So sind auch wir Zeugen, nicht der Auferstehunung, die niemand gesehen hat, sondern des Auferstanden, der uns begegnet in seinem Wort. Darin sind wir Christen, dass wir an ihn erinnern: der gestorben war, der auferweckt wurde und der bei uns ist bis an der Welt Ende. Damit die Furcht ein Ende hat und die Hoffnung beginnen kann, damit die Hoffnung nicht stirbt und wir leben können, Tag für Tag, von Ewigkeit zu Ewigkeit.

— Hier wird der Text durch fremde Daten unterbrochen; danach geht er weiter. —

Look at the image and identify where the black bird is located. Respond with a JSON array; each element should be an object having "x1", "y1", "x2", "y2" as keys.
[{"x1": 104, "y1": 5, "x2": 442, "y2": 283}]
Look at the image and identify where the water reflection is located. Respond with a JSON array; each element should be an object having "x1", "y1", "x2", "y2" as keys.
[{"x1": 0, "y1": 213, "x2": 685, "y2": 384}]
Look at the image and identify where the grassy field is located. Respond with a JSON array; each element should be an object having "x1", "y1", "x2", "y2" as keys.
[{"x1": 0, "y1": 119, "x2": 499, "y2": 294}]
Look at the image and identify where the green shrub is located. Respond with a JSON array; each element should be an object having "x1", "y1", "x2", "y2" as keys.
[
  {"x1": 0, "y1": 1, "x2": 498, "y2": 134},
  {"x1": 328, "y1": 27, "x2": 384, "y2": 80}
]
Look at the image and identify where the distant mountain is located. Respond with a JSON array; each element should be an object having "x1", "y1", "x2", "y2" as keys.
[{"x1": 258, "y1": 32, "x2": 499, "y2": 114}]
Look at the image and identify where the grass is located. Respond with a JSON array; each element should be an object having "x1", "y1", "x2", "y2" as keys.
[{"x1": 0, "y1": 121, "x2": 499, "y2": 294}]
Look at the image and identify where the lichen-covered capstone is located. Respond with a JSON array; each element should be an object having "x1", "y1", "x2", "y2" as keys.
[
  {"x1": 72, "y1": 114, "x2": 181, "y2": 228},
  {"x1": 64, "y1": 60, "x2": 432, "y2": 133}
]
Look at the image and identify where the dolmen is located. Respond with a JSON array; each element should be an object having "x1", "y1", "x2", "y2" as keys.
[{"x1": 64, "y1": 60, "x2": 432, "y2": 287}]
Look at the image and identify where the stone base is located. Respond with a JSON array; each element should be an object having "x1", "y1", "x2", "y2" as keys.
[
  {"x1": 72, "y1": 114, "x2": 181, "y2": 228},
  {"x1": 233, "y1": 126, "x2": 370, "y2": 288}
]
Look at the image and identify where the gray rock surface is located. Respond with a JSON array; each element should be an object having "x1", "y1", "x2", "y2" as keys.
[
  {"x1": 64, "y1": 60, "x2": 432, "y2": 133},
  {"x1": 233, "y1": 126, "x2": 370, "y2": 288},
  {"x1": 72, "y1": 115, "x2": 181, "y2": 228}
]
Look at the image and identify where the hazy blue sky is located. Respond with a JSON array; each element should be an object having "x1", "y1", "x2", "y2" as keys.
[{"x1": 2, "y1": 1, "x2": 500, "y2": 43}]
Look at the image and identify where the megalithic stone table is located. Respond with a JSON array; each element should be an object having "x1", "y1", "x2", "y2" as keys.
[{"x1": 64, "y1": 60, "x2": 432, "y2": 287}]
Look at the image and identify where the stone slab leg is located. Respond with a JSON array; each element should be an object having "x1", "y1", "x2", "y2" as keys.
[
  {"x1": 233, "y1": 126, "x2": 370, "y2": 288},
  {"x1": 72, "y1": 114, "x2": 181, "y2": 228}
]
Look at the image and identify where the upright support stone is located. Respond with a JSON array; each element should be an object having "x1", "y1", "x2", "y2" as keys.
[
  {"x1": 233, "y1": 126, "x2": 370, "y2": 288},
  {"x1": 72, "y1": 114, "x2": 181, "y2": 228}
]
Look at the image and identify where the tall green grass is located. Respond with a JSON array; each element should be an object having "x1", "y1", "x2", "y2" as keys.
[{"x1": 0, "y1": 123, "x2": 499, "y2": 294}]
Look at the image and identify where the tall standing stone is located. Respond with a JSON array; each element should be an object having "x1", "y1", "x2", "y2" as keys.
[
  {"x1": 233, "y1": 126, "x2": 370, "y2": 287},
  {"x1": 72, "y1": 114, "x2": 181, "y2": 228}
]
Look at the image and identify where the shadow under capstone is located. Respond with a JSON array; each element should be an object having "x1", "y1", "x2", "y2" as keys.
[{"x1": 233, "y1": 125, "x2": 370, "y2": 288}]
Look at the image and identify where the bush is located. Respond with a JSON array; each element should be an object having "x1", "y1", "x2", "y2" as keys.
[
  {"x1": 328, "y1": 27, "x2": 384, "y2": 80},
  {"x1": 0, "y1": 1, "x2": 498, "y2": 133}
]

Keiner von uns stand am leeren Grab. Keinem von uns begegnete der Auferstandene persönlich: Paulus war der Letzte. Aber uns allen begegnet er im Zeugenis, das diese ersten Zeugen abgeben haben und das die Kirche durch die Zeiten gereicht hat. Die Kirche hat gefehlt, gesündigt und oft genug ihren Auftrag geradezu verraten. Aber dennoch verstummte niemals dieses Wort unter aller Doppeldeutigkeit und Menschlichkeit blieb die Stimme Gottes, die Stimme des Auferstanden hörbar: Siehe ich bin bei Euch alle Tage, bis and er Welt Ende.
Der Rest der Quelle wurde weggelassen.